Sights to see, if you enjoy architecture, you must take the River Boat Architectural Tour of Chicago. The boat is docked on the Chicago river, about 2 blocks east of Michigan Ave, 2 blocks south of Grand ave. The North Pier Building, near Dick's Last Resort. Essentially near the foot of Navy Pier. The tour dosiants are Unv of IL Chicago Campus architecture students. They will focus mainly on the dozens of 500 to 1000 ft building built in the last 10 years. I was amazed. Some are best seen from the river. The State of IL building, the Sky Bridge in the west Loop. Dozens of Skidmore-Owens projects and the list goes on. Don't forget, Trump Tower is now at about 50 stories, on its way to 100+. Yeah, you go right under the Sears tower, but that is so 1970. Really a great tour, weekends from about 10 am to 5 pm. Not cheap $40. But well worth it. 
Hope to see you Ki
Leo


----------



## Leo Schordje (Apr 4, 2007)

FOrgot

Illinois Orchid Society website
www.iosoc.com
registration forms and hotel info and everything you need to know. 
Leo


----------



## TADD (Apr 4, 2007)

Fox Valley Orchids - a definite!


----------



## li'l frog (Apr 4, 2007)

*vendors?*

What other vendors are going to be there?


----------



## MoreWater (Apr 4, 2007)

good question. It's on the website:
Anything Orchids
Chelsea Galleries
Clown Alley Orchids
Ecuagenera
E.F.G. Orchids, Inc.
Fox Valley Orchids
Goin’ to Pot Orchids
Hilltop Orchids
Hoosier Orchid Company
Iowa Orchids
MAQs Flowers
Miranda Orchids
Natt's Orchids
New Vision Orchids
New World Orchids
Oak Hill Gardens
Of Nature
Orchid Inn
Orchid Trading Company
Orchids by Hausermann
Orchids Limited
Porter's Orchids
Purple Clay Imports
Tinamou Pottery
Tree Frog Tropics
Windsong Orchids
Bob & Helen Younghale


----------



## MoreWater (Apr 4, 2007)

omg.


----------



## TADD (Apr 4, 2007)

I would probably go to that!


----------



## MoreWater (Apr 4, 2007)

TADD said:


> I would probably go to that!


:rollhappy: 
well yes, I am. But I'm not sure about the lectures:
complex Paphs - only when I'm coerced do I buy these....
Maxillaria - killed all but one and I've tried a dozen
Huntleya - must be an acquired taste
Orchids Peru - sounds interesting
Phrag kovachii - big round and pink is not exactly my thing.... so although this is interesting......

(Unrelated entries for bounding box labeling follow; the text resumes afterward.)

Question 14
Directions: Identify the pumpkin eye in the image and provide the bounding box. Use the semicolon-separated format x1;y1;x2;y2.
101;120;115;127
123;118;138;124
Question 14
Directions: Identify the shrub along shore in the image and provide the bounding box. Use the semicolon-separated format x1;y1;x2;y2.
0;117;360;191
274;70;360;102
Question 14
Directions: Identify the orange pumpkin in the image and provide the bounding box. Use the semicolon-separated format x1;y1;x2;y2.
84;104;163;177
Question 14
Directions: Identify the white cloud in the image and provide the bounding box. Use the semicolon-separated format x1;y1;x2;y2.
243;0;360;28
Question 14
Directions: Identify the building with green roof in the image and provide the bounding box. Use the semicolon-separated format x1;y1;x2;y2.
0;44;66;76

It's wierd because I'm interested in hearing all the speakers, just not all that ecstatic about the topics. Yes, I know, makes no sense.


----------



## NYEric (Apr 4, 2007)

Chicago has a GREAT art museum! Also Hausermans/Fox Valley is about 1/2 hour away.


----------



## TADD (Apr 4, 2007)

Eric Christenson is an interesting speaker. I don't care for maxillarias either, but I got to hear his talk last spring. 

FVO, I bet they will have some great stuff at the show.


----------



## li'l frog (Apr 4, 2007)

I just checked on the web page. Not on the red show information link, but the one above it. You can still get in at the cheaper price. Works for me.


----------



## Leo Schordje (Apr 5, 2007)

Patricia Harding's talk on the Huntleya tribe. - She'll be talking abou the whole group which includes Cochleanthes, Chondrorhyncha, Pescatoria, and a bunch of other nice orchids for the light garden. My favorite of the group is Cochleanthes amazonica. Also have a Pescoranthes Painted Lady that is in bloom about 200 days a year. 

Eric's talk on Maxillaria will cover both the well known small flowered ones and the newer, large flowered species. Some dozen or so Maxillarias have flowers as big as any Cymbidium. It isn't too hard to find the big flowered Maxillarias, Ecuagenera, PeruFlora, CJM, Orquideas del Valle and several other groups all bring the big flowered Maxillarias in lately.


----------



## MoreWater (Apr 5, 2007)

Leo and you all are doing an excellent job. Now please dance the rain dance to make my decision easier. :wink:


----------



## li'l frog (Apr 5, 2007)

Remember there are 28 vendors attending. There will be at least a dozen orchids there calling your name. Not to mention the award-quality plants in the displays. How many times will you have Orchids Ltd and Fox Valley in the same room? And Orchid Inn, Miranda, Hoosier, and Ecuagenera not far away.


----------



## MoreWater (Apr 5, 2007)

argh. I know, I'm going to shop. :evil: I'm trying to save $$ now. (A bit late, perhaps.) and I think I need an extra suitcase  How crazy will I look if I have to take a box of orchids with me to the business conference on the last day (after checking out of the hotel)? Note to self: pack plant-packing supplies......


----------